Peter prend une légère inspiration, ses doigts tapotant dans un rythme irréguliers les accoudoirs de son fauteuil.

— J’ai vu que Ferguson avait son bureau non loin du tien.
— Oui, et ?
— Tu sais très bien qu’il trempe dans des affaires louches, tout comme ta chère patronne.
— Par Morgane, où est-ce que tu veux en venir ? Souffle Demelza, probablement las de devoir l’écouter.
— Tu te souviens d’Olav ? Cet enfoiré s’est suicidé avec une capsule de cyanure avant d’avoir pu être interrogé, énonce tranquillement Peter. Il a préféré mourir, plutôt que de dénoncer les activités de Ferguson et Tuft. J’imagine que ce genre de rumeur ne serait pas très bon pour vos affaires.

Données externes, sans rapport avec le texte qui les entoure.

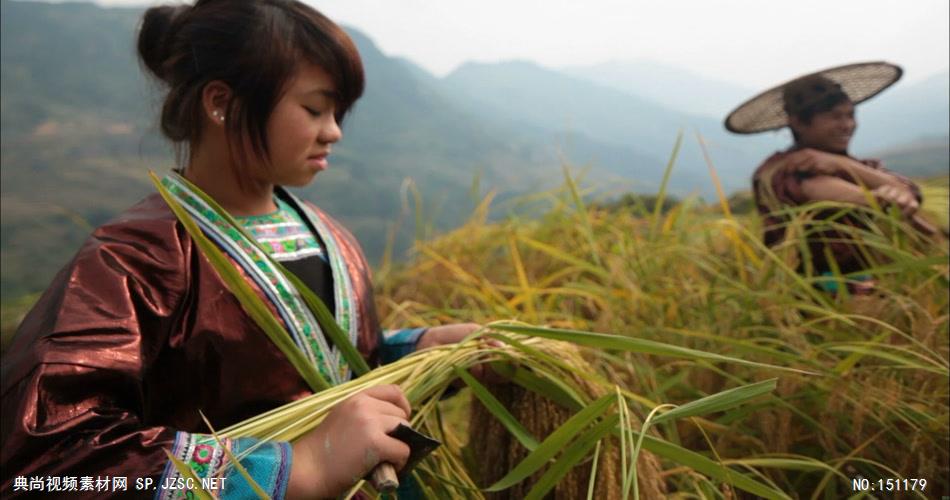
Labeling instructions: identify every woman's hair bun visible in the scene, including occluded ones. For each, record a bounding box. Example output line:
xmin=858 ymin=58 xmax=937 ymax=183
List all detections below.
xmin=138 ymin=5 xmax=191 ymax=82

Là, il a capté son intérêt. Il le voit à la posture de ses épaules qui se redressent légèrement, au plissement de ses paupières qui transforme momentanément ses iris en deux fentes assassines. Dangereusement vipérines.

— Est-ce que tu essaies de me faire du chantage ?

La froideur de son ton en aurait fait reculer plus d’un, mais le feu de Peter est bien trop ardent pour se laisser arrêter par le givre qui enrobe ses syllabes.

— À toi de voir. Je tiens ma langue contre un petit service.
— Tu sais très bien que ma parole a plus de poids que la tienne. On ne te croirait pas.

Elle dit vrai et il le sait. Sa position, tout comme son nom fait qu’elle aura toujours plus d’importance que Peter n’en aura jamais. Ça le fait terriblement chier de devoir l’admettre, alors il ne lui fait pas ce plaisir. Il rit donc, pour masquer le fait qu’il vient de perdre un point en faveur de la jeune femme, mais il n’a pas dit son dernier mot. Parce qu’il ne peut pas demander sa faveur à quelqu’un qui lui est proche, au risque que l’on s’inquiète pour lui. Les Sceptiques auraient sans doute pu l’aider, mais il leur a menti dès le départ et il ne veut pas être mis sur la touche. Peut-être aurait-il pu trouver ce qu’il cherche dans l’allée des Embrumes, mais il n’aurait jamais eu assez d’argent pour se le payer. Alors, oui, il avait pensé au ministère de la magie et à Demelza. Parce que, ce dont il a besoin, s’y trouve. Convaincre la sorcière était la nébuleuse de son plan, mais le Gryffondor est quelqu’un de particulièrement tenace.

— Écoute, il faut juste que je descende au département des mystères. Après ça, tu n’entendras plus jamais parler de moi, ni de…

Il s’arrête au milieu de sa phrase, le souffle soudainement coupé. Ses paupières se ferment, jouant un spectacle macabre et douloureux qui le poursuit désormais depuis plusieurs mois. Il y a du sang, des larmes, des proches qui meurent dans d’atroces souffrances. Cela ne dure que quelques secondes, mais quand il rouvre ses yeux, il remarque que ses mains se sont crispées sur les accoudoirs de son fauteuil, à en blanchir ses jointures. Face à lui, la mine de Demelza se fait interrogatrice, quoiqu’un peu suspicieuse. Il parade avec un rictus dont il a le secret, pour masquer la douleur qui a paralysé passagèrement ses muscles. L’air de rien, comme toujours.

— J’ai besoin d’un retourneur de temps, finit-il par annoncer de but en blanc.

Je n’ai pas encore le pouvoir d’effacer le passé.
Personne n’a ce pouvoir, c’est vrai. Il suffit seulement de se l’octroyer.